Marianne Berkes encourages her readers to explore the outdoors and connect to nature, a love nurtured by her parents when she was a child. She remembers biking on forest paths with her father, and fishing in Long Island Sound from a pontoon boat that her father built. “It was white with blue polka dots and we called her Nelly Bell.”
Berkes remembers that her mother filled their home with singing and her grandfather told stories, further shaping her as a writer-to-be. One summer when Berkes was nine or ten years old, she and her friends wrote, directed and starred in a musical play in her backyard. In high school, she wrote for the school newspaper and in college she wrote her first picture book for a creative writing class. Before Berkes turned to writing as a profession, she founded a nursery school where she taught for several years, directed children’s musical theater in the summer, wrote press releases and transcribed sermons as Norman Vincent Peale’s media director, and moved to Florida and became a children’s librarian for the Florida Public Library.
In Florida Berkes found time to write, and stumbled on an idea while listening to the frogs in her backyard pond serenade her each evening. “The singing of the frogs was amazing to me,” she says. Taking full advantage of the library in which she worked, Berkes researched the various frog species and their specific songs. They became her cast of characters in her first book, Marsh Music. The book ends with birds singing their dawn chorus to the rising sun.

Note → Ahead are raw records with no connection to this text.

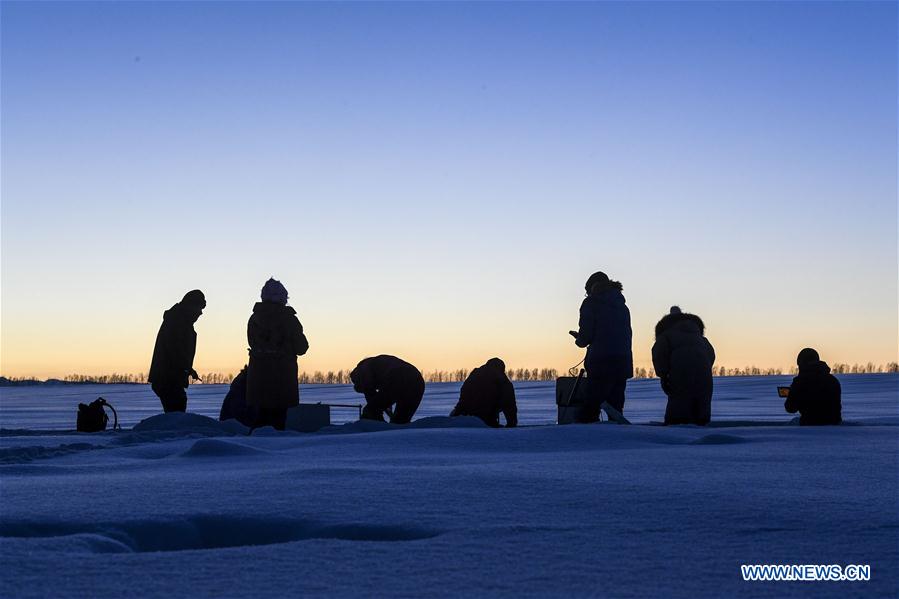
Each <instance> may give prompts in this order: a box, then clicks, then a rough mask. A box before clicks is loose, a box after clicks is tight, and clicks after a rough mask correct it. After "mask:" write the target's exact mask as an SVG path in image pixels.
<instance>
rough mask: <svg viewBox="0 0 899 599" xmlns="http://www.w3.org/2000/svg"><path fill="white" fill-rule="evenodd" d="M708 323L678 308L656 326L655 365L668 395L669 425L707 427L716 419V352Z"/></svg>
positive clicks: (665, 389)
mask: <svg viewBox="0 0 899 599" xmlns="http://www.w3.org/2000/svg"><path fill="white" fill-rule="evenodd" d="M704 333H705V324H703V322H702V319H700V318H699V317H698V316H696V315H695V314H685V313H683V312H681V309H680V308H678V307H677V306H672V307H671V312H670V313H669V314H666V315H665V316H663V317H662V319H661V320H660V321H659V322H658V324H657V325H656V341H655V344H654V345H653V346H652V365H653V368H655V371H656V374H657V375H658V376H659V379H660V380H661V383H662V390H663V391H664V392H665V394H666V395H667V396H668V406H667V407H666V408H665V424H700V425H706V424H708V423H709V420H710V419H711V417H712V365H713V364H714V363H715V349H714V348H713V347H712V344H711V343H709V340H708V339H706V338H705V336H704Z"/></svg>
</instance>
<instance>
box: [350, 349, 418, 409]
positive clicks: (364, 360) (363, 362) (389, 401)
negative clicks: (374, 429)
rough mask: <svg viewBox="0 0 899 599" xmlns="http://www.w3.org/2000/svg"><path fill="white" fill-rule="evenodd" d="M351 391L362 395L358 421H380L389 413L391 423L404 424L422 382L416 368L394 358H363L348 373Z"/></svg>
mask: <svg viewBox="0 0 899 599" xmlns="http://www.w3.org/2000/svg"><path fill="white" fill-rule="evenodd" d="M350 380H352V381H353V389H355V390H356V392H357V393H362V394H363V395H365V408H363V410H362V418H364V419H367V420H382V421H383V420H384V412H385V411H387V412H389V411H390V409H391V407H392V406H395V407H394V408H393V413H392V414H390V422H391V423H393V424H407V423H408V422H410V421H411V420H412V416H413V415H414V414H415V410H417V409H418V406H419V404H420V403H421V398H422V396H424V393H425V380H424V379H423V378H422V376H421V373H420V372H419V371H418V369H417V368H416V367H415V366H413V365H412V364H409V363H408V362H406V361H404V360H400V359H399V358H397V357H396V356H388V355H380V356H375V357H373V358H365V359H364V360H362V361H361V362H359V364H358V365H357V366H356V368H354V369H353V371H352V372H351V373H350Z"/></svg>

Berkes next began work on Seashells by the Seashore after a trip to Florida’s Sanibel Island yielded a wide array of fascinating shells. But a comment by a student at a school visit planted the seed for a companion book to Marsh Music. The child said, “Now I know what your next book is going to be,” but Berkes was slow to catch on wondering how the child could possibly know about the seashells book. “Birds!” the child said, and the proverbial light bulb glowed. Berkes recorded morning bird song on her pond, researched the bird species, and wrote Marsh Morning completing the circle with frogs tuning up for their evening concert.
Over in the Ocean, in a Coral Reef is a fresh twist on an old song. During story time at her library, Berkes remembers singing “Over in the Meadow” with her young patrons. At the time a save-the-ocean poster graced the library walls and another seed was planted. Berkes used the rhythm and rhyming pattern of the song, and situated her story in a new habitat. Three other Over in the… books have been published, focusing on the rainforest, the Arctic and Australia, each carefully researched and vetted by expert naturalists. The newest one, Over in the Forest: Come and Take a Peek!, will be published in 2012.
Remember the picture book Berkes wrote in college? She submitted it to several publishers at the time, but they rejected it because the layout design was too advanced for book-making technology of the day. She never gave up on the idea, though, and read it to her students for several years. Now that creative paper-cut designs can be incorporated into children’s books, Berkes’ college project What’s in the Garden? will be published in 2013.
Generally, Berkes tries to be organized and keep regular business hours in her approach to creating a new book, but admits that her process sometimes defies organization. “I’m haphazard,” she says. “I’m embarrassed to tell you that, but sometimes I get my best ideas in the middle of the night. Sometimes I start writing after dinner.” With every book, however, Berkes tries to remember what it is like to be a kid. “I want to fascinate kids about the world around them without being didactic,” she says, using David Sobel’s quote as a guide: “…let us allow [children] to love the earth before we ask them to save it.”
In every book and school visit, Berkes’ love for children shines through, but she also admits to worrying about children today because they are growing up too fast. “How can you be six if you haven’t even been five?” she asks.